La voz del narrador le promete al lector una alianza en el orden del relato de vida que recuerda lo visible, el proceso de confirmación de la misma en su imaginario: La hija del vidente cobró fama a las pocas semanas de participar con sus cantos en los oficios religiosos y fue la admiración de gente muy importante durante un buen tiempo. De jovencita, entre los quince y diecisiete años, familias acomodadas la invitaban a cantar en las bodas de sus hijas. “Todo se lo debo a usted, padre", decía cuando recibía dinero a cambio de su trabajo…” Él le respondía:
“… todo se lo debes al señor. Él te ha dado el don de encantar a la gente con tu divina voz". Pero ella insistía en que debía pagarme de alguna manera. “El favor de recibirme en la iglesia y de estimularme a cantar en las misas domingueras, ¿cómo puedo olvidarlo?" insistía. "Sólo a Dios le debes gratitud", le reiteraba. (p. 164).

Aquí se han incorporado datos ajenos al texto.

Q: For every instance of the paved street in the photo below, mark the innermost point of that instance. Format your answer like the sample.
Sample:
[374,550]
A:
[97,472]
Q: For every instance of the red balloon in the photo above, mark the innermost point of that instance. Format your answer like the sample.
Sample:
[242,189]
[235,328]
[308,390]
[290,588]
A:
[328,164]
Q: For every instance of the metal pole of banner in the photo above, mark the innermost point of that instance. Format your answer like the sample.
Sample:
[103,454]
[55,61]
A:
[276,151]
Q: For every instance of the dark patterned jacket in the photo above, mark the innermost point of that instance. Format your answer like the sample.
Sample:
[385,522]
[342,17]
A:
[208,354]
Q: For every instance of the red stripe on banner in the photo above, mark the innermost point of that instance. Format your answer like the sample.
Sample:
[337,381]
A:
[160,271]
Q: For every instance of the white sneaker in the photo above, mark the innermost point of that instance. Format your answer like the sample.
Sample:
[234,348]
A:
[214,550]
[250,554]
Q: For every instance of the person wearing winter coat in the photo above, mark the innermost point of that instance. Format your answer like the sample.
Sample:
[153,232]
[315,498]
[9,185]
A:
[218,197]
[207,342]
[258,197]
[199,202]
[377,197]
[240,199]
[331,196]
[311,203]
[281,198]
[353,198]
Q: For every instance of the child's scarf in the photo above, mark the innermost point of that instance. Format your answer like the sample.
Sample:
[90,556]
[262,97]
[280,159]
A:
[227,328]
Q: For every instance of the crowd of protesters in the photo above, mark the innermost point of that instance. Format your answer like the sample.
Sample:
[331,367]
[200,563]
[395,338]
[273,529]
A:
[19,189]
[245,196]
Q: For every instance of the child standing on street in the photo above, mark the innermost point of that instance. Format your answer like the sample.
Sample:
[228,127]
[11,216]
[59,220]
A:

El tramado de la novela indica en el marco de la prosa equilibrada y bien llevada desde el punto de vista narrativo e intencional, un objetivo convincente en la ubicación de los elementos de la fábula y el artificio novelesco. Ese valor narrativo de la historia es el que hace vivir y a la vez sospechar al lector que quiere saber qué es lo que va a pasar en los ejes o nudos de los acontecimientos de esta novela.
El novelista Haffe Serulle no condensa el acontecimiento. Más bien se apoya en el detalle que organiza o dispone ante el lector, para que la presa no se escape y dicho lector mantenga la necesidad de buscar en la red narrativa la sustancia del relato novelesco. Los ritmos que se reconocen en la secuencia se pueden advertir como sentido narrativo en la intriga propuesta en el siguiente fragmento:
“Un día, de tanto expresarme su agradecimiento por mis favores, le dije que aceptaba cualquier tipo de halago suyo, siempre y cuando no fuese nada material. "Si Dios nos da su consentimiento, yo lo aceptaría con muchísimo gusto", le susurré al oído. La hija del vidente se mostró nerviosa, pues aparentemente no entendió el fondo del mensaje, o tal vez sí lo entendió todo y quería oírlo sin filosofía." (ibídem. loc. cit.)
Lo que el novelista focaliza en el conjunto de eventos narrativos anteriores es un mundo de secretos y aspectos que se van pronunciando alrededor de una aventura amorosa y por lo mismo situada en la interdicción, donde la hija del vidente y el sacerdote conforman ese universo ya conocido en el contexto de la historia o historias de curas, muchachas y mujeres que también aparecen en comedias, novelas, testimonios, diarios y escritos medievales, renacentistas y post-renacentistas. El lector podrá advertir en lo sucesivo que entre la hija del vidente y Alginatho iba a surgir un drama de fuego de la carne y una tensión entre la esencia y la apariencia. Lo cual implica una crítica a la institución sacerdotal moderna, pero también a la política de una religiosidad profana con ribetes de sacralidad.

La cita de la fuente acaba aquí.